Intresting that CA can be for the environment and for concrete (which emits a lot of CO2 during its production [1]) _at the same time_ somehow. Hypocrisy? Incompetence? Corruption? I'll let you decide.
good, now maybe we’ll get decent quality houses instead of garden sheds in CA. maybe something can be done too about all the shitty little craftsman shacks that are being flipped by entitled boomers looking to get a piece of your tech salaries.
There are a lot of relatively low-cost interventions that homeowners can do for hundreds-to-thousands of dollars (rather than the ~50% increase in construction cost of this proposal) that have proven benefits. Keep dry brush and plants more than 5 feet away from the home. Use fire-resistant roofs (which don't have to be expensive; asphalt shingles qualify). Prefer vinyl or stucco siding over wood. Cover attic vents with 1/16" mesh. Clean your gutters.

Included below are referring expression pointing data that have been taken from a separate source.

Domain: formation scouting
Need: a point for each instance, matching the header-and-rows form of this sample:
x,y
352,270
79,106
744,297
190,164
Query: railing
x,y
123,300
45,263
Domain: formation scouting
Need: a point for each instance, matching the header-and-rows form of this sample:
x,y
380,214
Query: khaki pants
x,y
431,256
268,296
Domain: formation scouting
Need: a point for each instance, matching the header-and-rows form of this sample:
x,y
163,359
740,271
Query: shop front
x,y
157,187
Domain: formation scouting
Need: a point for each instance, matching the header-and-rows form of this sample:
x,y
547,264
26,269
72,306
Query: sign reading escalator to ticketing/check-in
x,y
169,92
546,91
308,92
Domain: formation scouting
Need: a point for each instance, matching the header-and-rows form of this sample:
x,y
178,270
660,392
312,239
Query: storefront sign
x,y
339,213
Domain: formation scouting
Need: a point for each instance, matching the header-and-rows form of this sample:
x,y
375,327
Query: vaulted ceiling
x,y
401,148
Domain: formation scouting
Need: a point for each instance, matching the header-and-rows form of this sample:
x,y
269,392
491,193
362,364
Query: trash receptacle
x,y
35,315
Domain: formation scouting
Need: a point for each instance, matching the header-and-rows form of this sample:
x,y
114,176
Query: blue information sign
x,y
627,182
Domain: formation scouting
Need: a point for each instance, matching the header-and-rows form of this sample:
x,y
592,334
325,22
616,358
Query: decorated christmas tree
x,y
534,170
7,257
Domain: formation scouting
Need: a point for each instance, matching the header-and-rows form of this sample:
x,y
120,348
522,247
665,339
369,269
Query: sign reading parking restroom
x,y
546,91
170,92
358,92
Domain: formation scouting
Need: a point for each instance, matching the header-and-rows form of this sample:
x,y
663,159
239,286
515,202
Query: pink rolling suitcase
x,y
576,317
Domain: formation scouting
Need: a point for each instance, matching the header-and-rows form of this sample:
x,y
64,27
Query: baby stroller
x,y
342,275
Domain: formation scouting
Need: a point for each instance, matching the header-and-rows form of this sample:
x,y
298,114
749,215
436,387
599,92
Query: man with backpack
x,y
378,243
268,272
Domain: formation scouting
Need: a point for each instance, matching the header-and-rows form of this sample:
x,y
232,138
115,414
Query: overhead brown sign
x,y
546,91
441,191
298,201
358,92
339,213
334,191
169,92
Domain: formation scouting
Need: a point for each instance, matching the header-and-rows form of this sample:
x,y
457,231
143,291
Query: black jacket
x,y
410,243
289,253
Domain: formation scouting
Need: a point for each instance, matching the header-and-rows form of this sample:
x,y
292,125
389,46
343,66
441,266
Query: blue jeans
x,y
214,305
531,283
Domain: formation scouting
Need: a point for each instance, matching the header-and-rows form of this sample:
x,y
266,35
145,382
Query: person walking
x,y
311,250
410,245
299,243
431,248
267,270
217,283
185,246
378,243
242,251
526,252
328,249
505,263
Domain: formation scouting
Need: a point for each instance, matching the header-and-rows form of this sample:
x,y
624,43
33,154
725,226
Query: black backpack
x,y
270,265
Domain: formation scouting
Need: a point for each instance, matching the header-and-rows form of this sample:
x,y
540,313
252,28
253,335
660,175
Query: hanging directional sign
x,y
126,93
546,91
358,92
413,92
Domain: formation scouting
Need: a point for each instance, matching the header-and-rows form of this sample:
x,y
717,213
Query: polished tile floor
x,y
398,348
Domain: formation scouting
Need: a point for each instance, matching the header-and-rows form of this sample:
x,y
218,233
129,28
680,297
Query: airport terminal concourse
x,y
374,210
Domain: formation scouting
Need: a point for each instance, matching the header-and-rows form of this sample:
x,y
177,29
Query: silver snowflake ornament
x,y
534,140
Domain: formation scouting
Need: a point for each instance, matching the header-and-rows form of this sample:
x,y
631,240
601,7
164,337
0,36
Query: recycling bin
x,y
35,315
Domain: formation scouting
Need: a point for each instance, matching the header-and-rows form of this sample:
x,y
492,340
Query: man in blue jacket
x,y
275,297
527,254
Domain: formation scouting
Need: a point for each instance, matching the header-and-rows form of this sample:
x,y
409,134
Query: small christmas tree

These are not complicated things, and many are things you should do anyway. They're much cheaper than building out of reinforced concrete, and more effective.
Yeah, no. It might not easily catch fire itself, but it definitely melt off and expose whatever is under it. They have cement composite siding that is probably a much better option if want something that looks and installs like vinyl.
As a structural engineer I almost can’t believe this news. Timber construction is great. Timber is a renewable resource and it has a high elastic modulus-to-density ratio. Steel needs to be transported and smelted down again in order to be re-used, assuming it doesn’t rust away over the years. Properly treated timber can last for hundreds of years.
What kind of treated timber lasts hundreds of years? When I think of treated timber I’m thinking of Bunnings treated pine... what is the industry standard timber for longevity?
Parent poster meant "properly cared for timber", not chemically-treated timber. Timber doesn't have an expiration date. As long as you keep it dry, it will last indefinitely. In fact, it becomes stronger over time. There are many 100+ years timber buildings in US.
For timber used outdoors, e.g. for making decks pressure-treated timber is used. It's a timber treated with pesticide (chromated copper arsenate). In the past creosote was used to treat things like wooden railroad ties and power poles, but it's no longer used because it's toxic.
If timber is properly seasoned with appropriate treatments depending on region it can actually last hundreds of years. We have redgum timber at home which was used some time in the late 1800s.
There is a lot of debate here with wood vs concrete with merit on both sides. I can see using concrete for the foundation but just me personally, I am going with a steel Quonset hut on a concrete foundation. They are cheap, durable, easy to install. These would probably be ugly in a city I suppose unless someone could find a creative way to make them look nice. I am waiting for steel to come back down in price. Two thirds of it will be a workshop/garage. One third will be insulated with either closed cell foam or aircrete, I haven't decided. It gets cold here. Quonset huts are also much less expensive to move around. I'm honestly surprised Los Angeles has not used Quonset huts for the affordable housing or even homeless shelters.